Pendant sa technique, Charlène Blais a élaboré un plan d'affaires pour une entreprise fictive... qui pourrait bien se concrétiser à moyen terme. «J'aimerais faire de la production de légumes diversifiés en serre, sur le toit d'une usine qui rejette de la chaleur. Ce serait donc de la production décalée, cultivée en hiver, puisque c'est à ce moment qu'on chauffe les bâtiments», explique-t-elle. Une idée jugée plutôt bonne : la diplômée est finaliste au concours provincial «Place aux jeunes», pour lequel elle présentera son projet au colloque provincial de gestion agricole à Drummondville cette semaine.

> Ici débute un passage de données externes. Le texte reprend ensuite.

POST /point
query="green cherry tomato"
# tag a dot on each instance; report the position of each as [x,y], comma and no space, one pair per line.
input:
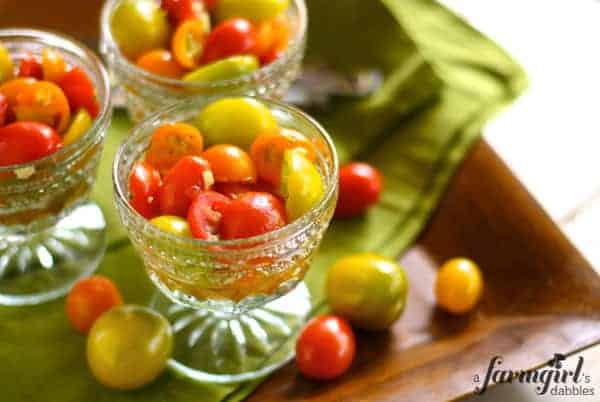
[139,26]
[235,121]
[129,346]
[226,69]
[367,289]
[301,184]
[173,224]
[7,71]
[254,10]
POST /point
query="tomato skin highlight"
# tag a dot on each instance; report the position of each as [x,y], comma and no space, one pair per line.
[252,214]
[89,299]
[144,186]
[231,37]
[204,215]
[360,188]
[325,348]
[24,142]
[188,177]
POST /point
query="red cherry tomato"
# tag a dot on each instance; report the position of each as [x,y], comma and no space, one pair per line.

«Le fait que j'aie une maladie mortelle dégénérative fait en sorte que je ne reporte pas à plus tard des projets, je fonce.»

Aucun regret, donc, quant au fait d'avoir changé de vie. «Le fait que j'aie une maladie mortelle dégénérative fait en sorte que je ne reporte pas à plus tard des projets, je fonce», souligne la jeune femme.

Une philosophie qui pourrait bien s'appliquer à plusieurs. «Je pense que les gens qui font des moves pour améliorer leur vie le regrettent rarement», remarque-t-elle.

1705 finissants

Ce sont 1705 finissants qui ont été honorés lors de la cérémonie de samedi. De ce nombre, 315 étaient présents à la remise. «Il y avait environ autant d'étudiants que l'an passé, mais plus d'accompagnateurs. La salle était pleine, il y avait des gens dans les estrades et beaucoup sont restés pour le cocktail», précisait la directrice générale du Cégep, Marie-France Bélanger, peu après l'événement.

«C'est notre plus important événement institutionnel, parce qu'on y célèbre la réussite de tous les étudiants, y compris ceux de la formation continue. Notre mission est de les amener les plus possible vers l'obtention d'un diplôme dans le domaine qui les passionne, c'est très émouvant pour tout le monde!»